Another problem could cause food prices to rise
Latin American agriculture could face serious consequences if the United States imposes new sanctions on Russian fertilizer exports. From Mexican avocados to Brazilian soybeans and corn to Colombian coffee, the fate of many key agricultural products depends on Russian fertilizers, according to a recent Reuters analysis.
Russian fertilizer as a critical agricultural input
Latin American countries rely heavily on Russian fertilizer imports. Brazil, for example, covered nearly a third of its fertilizer needs, worth about $3.7 billion, from Russian imports in 2024. Lucas Beber, vice president of the Brazilian Grain Growers Association, said the new sanctions could make soybean and corn production “unviable.” The tension is only heightened by the fact that these crops are not only vital domestically but also key exports in the global food chain.
Mexico is also vulnerable, with more than $580 million worth of Russian fertilizer expected to be purchased in 2024. A shortage of urea, the most widely used fertilizer in Mexico, would primarily affect corn, wheat, sorghum and avocado plantations. According to Raul Urteaga, a former official in Mexico’s Ministry of Agriculture, the cessation of fertilizer imports would reduce crop yields and quality, which could also lead to higher prices in US markets.

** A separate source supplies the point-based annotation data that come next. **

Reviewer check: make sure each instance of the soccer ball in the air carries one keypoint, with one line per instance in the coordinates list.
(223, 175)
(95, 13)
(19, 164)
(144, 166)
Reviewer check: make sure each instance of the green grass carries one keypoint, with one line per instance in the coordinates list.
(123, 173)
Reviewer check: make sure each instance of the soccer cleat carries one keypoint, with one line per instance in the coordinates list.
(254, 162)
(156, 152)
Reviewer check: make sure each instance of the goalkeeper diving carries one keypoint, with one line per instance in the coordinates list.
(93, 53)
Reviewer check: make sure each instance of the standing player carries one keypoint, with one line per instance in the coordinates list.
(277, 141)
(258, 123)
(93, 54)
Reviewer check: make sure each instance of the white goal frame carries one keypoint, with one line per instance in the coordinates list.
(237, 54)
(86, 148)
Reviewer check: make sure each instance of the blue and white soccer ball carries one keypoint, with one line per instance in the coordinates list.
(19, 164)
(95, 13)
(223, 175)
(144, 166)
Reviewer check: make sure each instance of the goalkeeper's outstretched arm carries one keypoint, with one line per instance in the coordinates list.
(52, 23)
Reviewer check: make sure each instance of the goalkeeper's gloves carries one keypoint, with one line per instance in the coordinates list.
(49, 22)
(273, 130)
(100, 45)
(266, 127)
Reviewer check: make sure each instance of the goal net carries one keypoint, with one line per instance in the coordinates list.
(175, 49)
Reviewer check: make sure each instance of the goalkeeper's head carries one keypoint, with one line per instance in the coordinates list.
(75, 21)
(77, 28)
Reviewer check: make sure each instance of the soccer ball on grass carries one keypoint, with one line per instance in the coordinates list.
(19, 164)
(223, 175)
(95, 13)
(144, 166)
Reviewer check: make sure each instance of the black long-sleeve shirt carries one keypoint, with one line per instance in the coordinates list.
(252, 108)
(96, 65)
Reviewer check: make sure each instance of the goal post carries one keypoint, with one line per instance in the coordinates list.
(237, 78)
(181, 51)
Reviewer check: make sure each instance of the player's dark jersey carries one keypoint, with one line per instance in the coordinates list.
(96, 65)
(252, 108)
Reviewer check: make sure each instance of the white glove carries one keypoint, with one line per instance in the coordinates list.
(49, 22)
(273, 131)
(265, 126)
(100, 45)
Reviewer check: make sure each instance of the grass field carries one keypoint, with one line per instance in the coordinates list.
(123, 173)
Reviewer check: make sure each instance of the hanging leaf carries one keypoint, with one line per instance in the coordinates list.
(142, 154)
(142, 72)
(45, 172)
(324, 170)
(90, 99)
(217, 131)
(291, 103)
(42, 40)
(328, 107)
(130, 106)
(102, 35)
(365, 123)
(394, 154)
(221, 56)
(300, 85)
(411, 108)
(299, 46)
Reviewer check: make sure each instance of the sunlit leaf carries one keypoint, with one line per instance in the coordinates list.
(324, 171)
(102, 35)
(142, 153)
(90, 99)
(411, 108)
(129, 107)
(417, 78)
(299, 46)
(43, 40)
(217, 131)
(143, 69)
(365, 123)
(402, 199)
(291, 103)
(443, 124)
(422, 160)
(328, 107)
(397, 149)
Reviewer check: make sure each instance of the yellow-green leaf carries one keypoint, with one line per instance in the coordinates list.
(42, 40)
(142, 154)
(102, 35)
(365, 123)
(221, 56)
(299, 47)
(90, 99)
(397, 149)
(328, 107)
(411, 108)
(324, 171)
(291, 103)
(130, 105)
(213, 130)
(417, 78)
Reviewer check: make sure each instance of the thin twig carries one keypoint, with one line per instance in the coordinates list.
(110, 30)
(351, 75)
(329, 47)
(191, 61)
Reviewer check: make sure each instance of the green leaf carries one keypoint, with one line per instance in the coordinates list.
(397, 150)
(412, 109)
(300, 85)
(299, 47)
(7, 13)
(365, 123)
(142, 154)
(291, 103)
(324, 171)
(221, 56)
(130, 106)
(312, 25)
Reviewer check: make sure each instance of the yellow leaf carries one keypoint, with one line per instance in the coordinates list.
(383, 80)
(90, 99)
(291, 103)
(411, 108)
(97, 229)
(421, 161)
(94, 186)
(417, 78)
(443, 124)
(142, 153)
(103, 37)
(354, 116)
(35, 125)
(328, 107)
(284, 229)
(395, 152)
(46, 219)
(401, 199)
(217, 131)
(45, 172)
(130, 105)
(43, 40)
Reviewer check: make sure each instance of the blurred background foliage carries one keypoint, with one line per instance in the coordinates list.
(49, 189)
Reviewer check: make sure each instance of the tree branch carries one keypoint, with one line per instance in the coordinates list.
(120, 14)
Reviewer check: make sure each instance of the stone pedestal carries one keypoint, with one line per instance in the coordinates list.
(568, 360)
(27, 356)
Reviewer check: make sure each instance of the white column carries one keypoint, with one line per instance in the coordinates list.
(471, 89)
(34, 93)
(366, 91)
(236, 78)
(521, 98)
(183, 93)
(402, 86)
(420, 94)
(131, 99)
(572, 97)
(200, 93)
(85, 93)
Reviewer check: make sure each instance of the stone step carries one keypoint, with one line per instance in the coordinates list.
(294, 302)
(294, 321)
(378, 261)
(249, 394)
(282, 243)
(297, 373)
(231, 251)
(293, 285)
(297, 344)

Colombia and Central America also face supply shocks
Russia is Colombia’s largest supplier of fertilizer, accounting for about 25% of imports. The South American country’s coffee, flower and fruit exports, especially to the United States, are directly dependent on access to fertilizer.
The World Bank report says that the surge in fertilizer prices in the Central American region has contributed significantly to food inflation and the livelihood crisis that has become a major driver of migration. The US-based Mosaic, which has already cut business ties with its Russian partners, also expressed concern about global price fluctuations due to supply disruptions.